Apa Kabar RPP Asuransi Wajib?

Ilustrasi mobil di jalan tol/Dok. Lifepal
Pelaku industri asuransi kini masih menunggu Peraturan Pemerintah [PP] tentang Program Asuransi Wajib, yang diharapkan akan menjadi sumber pertumbuhan baru bagi sektor asuransi di Indonesia.
Di sisi lain, agar tak ada polemik, sosialisasi mesti gencar dilakukan agar masyarakat paham. Penolakan bisa mengganjal program ini, sekalipun tujuannya untuk melindungi masyarakat.
Program Asuransi Wajib merupakan amanat Undang-Undang Penguatan dan Pengembangan Sektor Keuangan (UU P2SK) yang disahkan pada Desember 2022.
Mengacu pada penjelasan UU P2SK, program Asuransi Wajib diantaranya mencakup asuransi tanggung jawab hukum pihak ketiga (third party liability) terkait kecelakaan lalu lintas, asuransi kebakaran, dan asuransi rumah tinggal terhadap risiko bencana.
“Pemerintah melalui Kementerian Keuangan saat ini sedang menyusun RPP [Rancangan Peraturan Pemerintah] yang akan menjadi payung hukum bagi pelaksanaan program asuransi wajib tersebut. Setelah PP diterbitkan, OJK akan menyusun peraturan implementasi (RPOJK) untuk program asuransi wajib tersebut,” kata Ogi Prastomiyono, Kepala Eksekutif Pengawas Perasuransian, Penjaminan dan Dana Pensiun, OJK, dalam jawaban tertulis konferensi pers bulanan OJK Januari 2025, yang dikutip Theiconomics.com, Kamis (23/10.
Sesuai UU P2SK, pemerintah dapat membentuk Program Asuransi Wajib sesuai dengan kebutuhan. Pemerintah dapat mewajibkan kepada kelompok tertentu dalam masyarakat untuk ikut serta dalam Program Asuransi Wajib tersebut. Pemerintah juga dapat mewajibkan kepada kelompok tertentu dalam masyarakat untuk membayar Premi atau Kontribusi keikutsertaan sebagai salah satu sumber pendanaan Program Asuransi Wajib tersebut.

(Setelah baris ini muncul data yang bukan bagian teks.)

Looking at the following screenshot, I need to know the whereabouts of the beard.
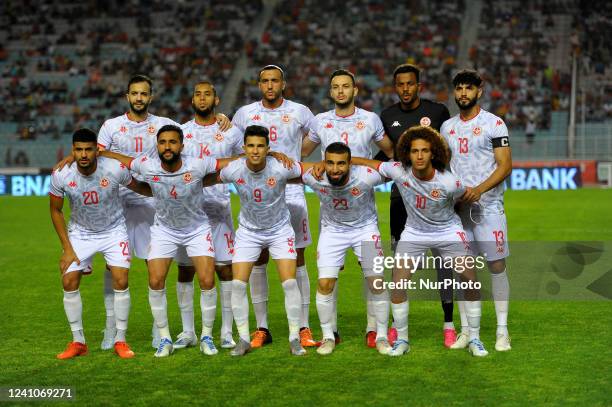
[159,151,181,166]
[327,172,348,187]
[191,102,213,117]
[455,97,478,110]
[130,103,149,114]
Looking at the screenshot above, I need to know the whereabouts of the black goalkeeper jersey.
[375,99,450,198]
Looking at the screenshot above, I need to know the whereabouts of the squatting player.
[216,126,306,356]
[302,69,394,348]
[376,64,457,347]
[49,129,151,359]
[441,69,512,352]
[353,126,488,356]
[174,81,243,349]
[302,142,391,355]
[100,125,231,357]
[232,65,317,348]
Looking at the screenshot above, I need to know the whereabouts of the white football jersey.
[221,157,302,234]
[378,161,465,233]
[49,157,132,233]
[98,113,180,205]
[181,119,244,218]
[440,108,510,212]
[308,107,385,158]
[302,165,384,232]
[130,156,217,233]
[232,99,314,196]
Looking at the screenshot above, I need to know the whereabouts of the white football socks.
[316,290,336,339]
[249,264,268,329]
[64,290,85,343]
[391,301,410,341]
[295,265,310,328]
[491,270,510,336]
[231,280,251,343]
[200,287,217,337]
[149,287,171,339]
[219,281,234,340]
[114,288,131,342]
[176,281,195,332]
[283,278,302,341]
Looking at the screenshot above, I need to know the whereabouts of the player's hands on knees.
[268,151,293,168]
[215,113,232,131]
[53,154,74,171]
[461,187,482,203]
[60,248,81,275]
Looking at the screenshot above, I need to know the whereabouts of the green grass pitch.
[0,189,612,406]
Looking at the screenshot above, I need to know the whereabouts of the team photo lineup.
[49,64,512,359]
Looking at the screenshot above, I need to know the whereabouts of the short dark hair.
[259,64,285,80]
[244,125,270,145]
[329,69,355,86]
[453,69,482,88]
[193,80,217,96]
[325,141,351,162]
[127,74,153,93]
[393,64,421,83]
[395,126,451,171]
[72,127,98,144]
[156,124,183,143]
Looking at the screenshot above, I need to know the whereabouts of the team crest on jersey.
[419,116,431,127]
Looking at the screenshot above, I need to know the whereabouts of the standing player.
[353,126,488,356]
[100,125,230,357]
[441,69,512,352]
[302,142,391,355]
[49,129,151,359]
[232,65,317,348]
[174,81,243,349]
[217,126,306,356]
[376,64,457,347]
[302,69,395,348]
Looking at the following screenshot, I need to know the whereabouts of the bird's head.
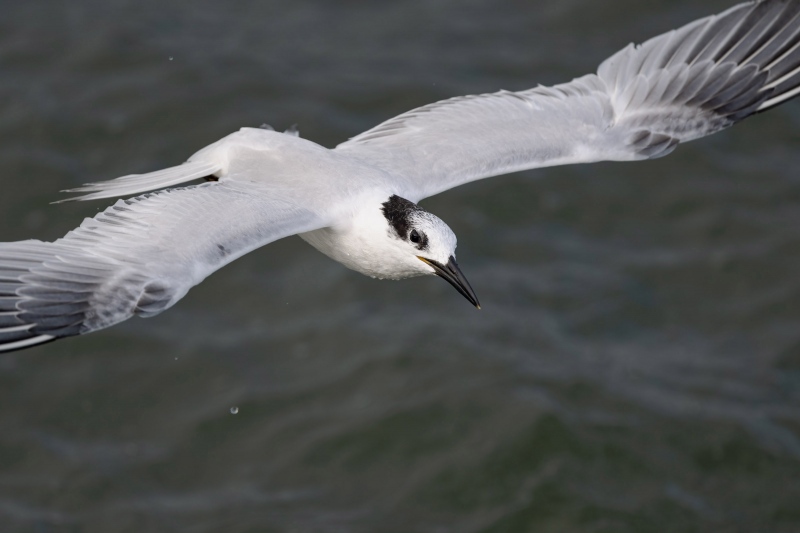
[381,195,480,309]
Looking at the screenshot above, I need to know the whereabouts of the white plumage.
[0,0,800,351]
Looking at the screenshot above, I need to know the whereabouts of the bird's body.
[0,0,800,351]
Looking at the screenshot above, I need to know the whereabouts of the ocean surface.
[0,0,800,533]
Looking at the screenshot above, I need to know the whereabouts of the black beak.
[417,255,481,309]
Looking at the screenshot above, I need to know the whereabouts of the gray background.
[0,0,800,533]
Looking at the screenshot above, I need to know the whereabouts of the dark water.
[0,0,800,533]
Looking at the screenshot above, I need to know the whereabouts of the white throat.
[300,196,456,279]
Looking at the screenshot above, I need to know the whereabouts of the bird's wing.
[336,0,800,200]
[0,180,327,352]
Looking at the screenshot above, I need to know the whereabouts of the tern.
[0,0,800,351]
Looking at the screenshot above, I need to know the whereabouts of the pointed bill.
[417,255,481,309]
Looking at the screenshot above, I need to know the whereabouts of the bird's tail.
[0,240,132,352]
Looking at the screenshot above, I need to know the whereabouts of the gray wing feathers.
[0,182,324,352]
[598,0,800,137]
[54,161,221,203]
[336,0,800,200]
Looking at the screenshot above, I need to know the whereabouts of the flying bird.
[0,0,800,351]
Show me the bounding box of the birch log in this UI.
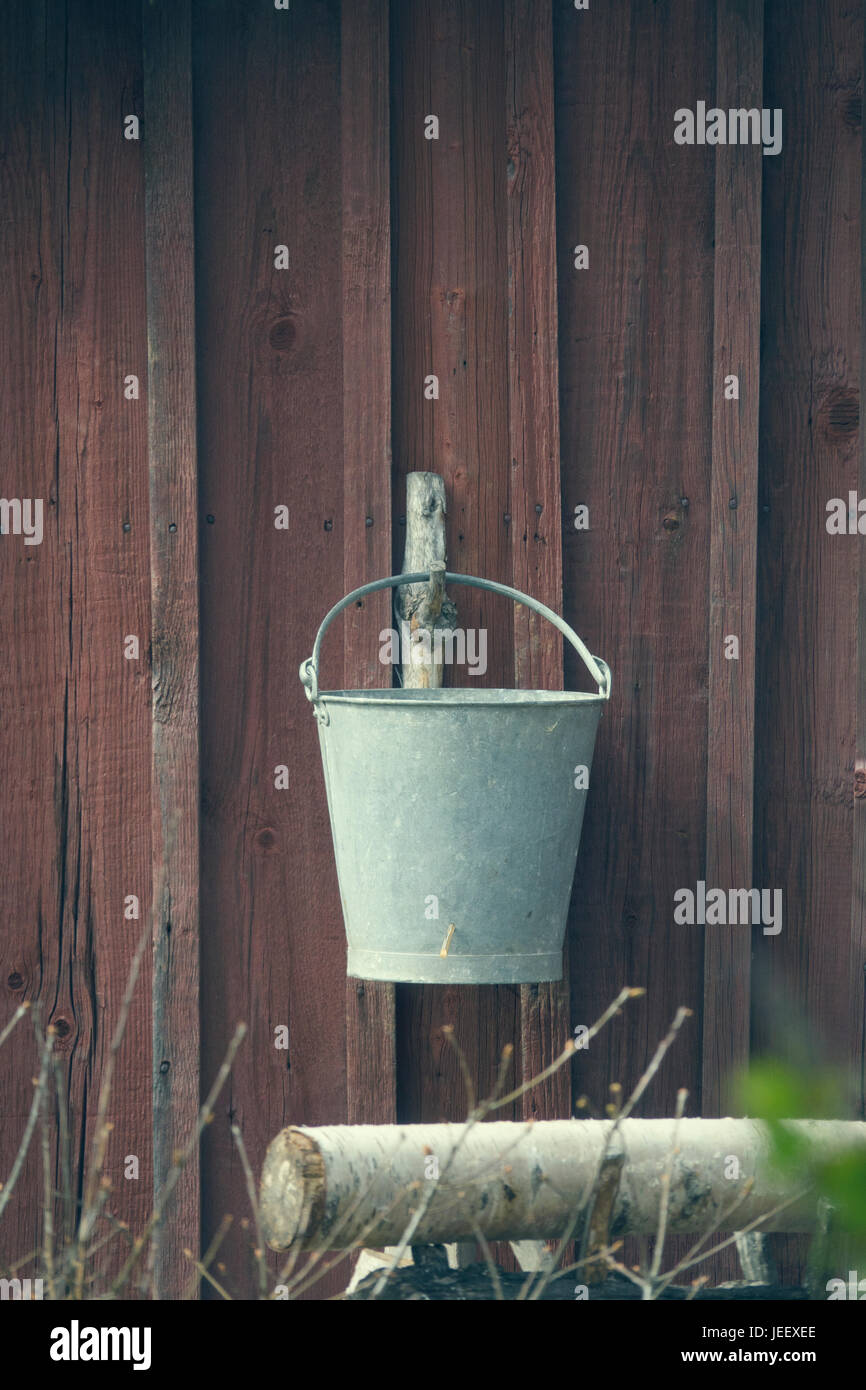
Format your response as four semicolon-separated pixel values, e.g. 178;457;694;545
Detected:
260;1119;866;1250
393;473;457;689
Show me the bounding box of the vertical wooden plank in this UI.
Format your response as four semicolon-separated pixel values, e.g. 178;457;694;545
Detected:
701;0;766;1115
752;0;863;1277
193;0;347;1298
142;0;199;1298
391;0;520;1120
341;0;396;1125
0;0;150;1275
849;8;866;1119
505;0;571;1119
555;0;716;1115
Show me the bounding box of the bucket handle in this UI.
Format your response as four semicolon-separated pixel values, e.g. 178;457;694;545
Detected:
300;570;610;702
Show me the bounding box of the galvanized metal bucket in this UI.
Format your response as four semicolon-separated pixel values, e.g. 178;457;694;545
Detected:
300;574;610;984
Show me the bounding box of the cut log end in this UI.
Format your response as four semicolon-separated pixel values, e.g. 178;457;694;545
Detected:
259;1127;325;1250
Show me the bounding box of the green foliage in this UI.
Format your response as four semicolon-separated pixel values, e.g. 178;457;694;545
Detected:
740;1058;866;1259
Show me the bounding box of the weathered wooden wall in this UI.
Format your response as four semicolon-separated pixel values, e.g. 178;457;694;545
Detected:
0;0;866;1294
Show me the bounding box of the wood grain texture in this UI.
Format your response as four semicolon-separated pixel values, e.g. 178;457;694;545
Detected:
701;0;766;1116
555;0;716;1115
341;0;396;1125
505;0;571;1119
752;0;863;1279
142;0;200;1298
391;0;520;1120
0;0;150;1276
193;0;347;1298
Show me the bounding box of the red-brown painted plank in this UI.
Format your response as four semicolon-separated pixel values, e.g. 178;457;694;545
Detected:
555;0;716;1115
193;0;346;1297
341;0;396;1125
505;0;571;1119
753;0;863;1277
391;0;520;1120
142;0;200;1298
701;0;766;1115
0;3;152;1275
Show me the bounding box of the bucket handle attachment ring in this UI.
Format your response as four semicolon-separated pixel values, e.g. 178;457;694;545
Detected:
299;570;610;703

Ketua Umum Asosiasi Asuransi Umum Indonesia (AAUI), Budi Herawan, kepada Theiconomics.com, beberapa waktu lalu mengatakan, sulit untuk mengharapkan lompatan yang signifikan pada pertumbuhan premi asuransi umum pada tahun 2025 ini, mengingat saat ini belum ada sumber-sumber pertumbuhan baru.
“Harapannya tahun 2025 itu asuransi-asuransi wajib seperti yang diamanatkan dalam Undang-Undang P2SK itu bisa direalisasi. Karena [saat ini] belum ada kue baru,” ujarnya.
Selain asuransi Third Party Liability, Budi juga mendorong adanya asuransi parametrik yang berbasis katastropik, mengingat Indonesia adalah negara rawan bencana. Usulan ini sejalan dengan penjelasan UU P2SK mengenai Program Asuransi Wajib. Selain Third Party Liability, Program Asuransi Wajib juga mencakup rumah tinggal untuk mendapat perlindungan dari risiko bencana.
Perlu Sosialisasi Masif
Bila Program Asuransi Wajib ini diterapkan, sosialisasi harus dilakukan secara masif agar ada pemahaman yang baik dalam masyarakat. Meski memiliki tujuan yang baik, program ini bisa terganjal penolakan masyarakat, apalagi di tengah isu daya beli yang melemah.
Riset Populix, mengungkapkan sebagian besar masyarakat Indonesia belum memiliki pemahaman atas program asuransi Third Party Liability atau asuransi tanggung jawab pihak ketiga.
Hal itu terungkap dalam laporan Populix berjudul “Sentimen Masyarakat terhadap Program Wajib Asuransi Kendaraan”, berdasarkan survei kepada lebih dari 1.000 responden.
“Sayangnya, dari seluruh responden yang 95%-nya memiliki kendaraan bermotor, hanya dua dari lima yang memahami program ini secara menyeluruh. Padahal, apabila mengacu pada peraturan perundang-undangan, program ini diharapkan mulai berlaku dua tahun setelah UU PPSK diterbitkan, yaitu pada Januari 2025 ini,” kata Indah Tanip, VP of Research Populix dalam keterangan pers, Kamis (9/1).
Untuk pertanggungan rumah tinggal dari risiko bencana, agar tak terlalu membebani masyarakat, Budi mengusulkan pembayaran premi dengan cara integrasi dengan pembayaran Pajak Bumi dan Bangunan.
“Misalnya dia bayar Rp100.000, sebanyak Rp10.000 untuk pembelian asuransi,” kata Budi.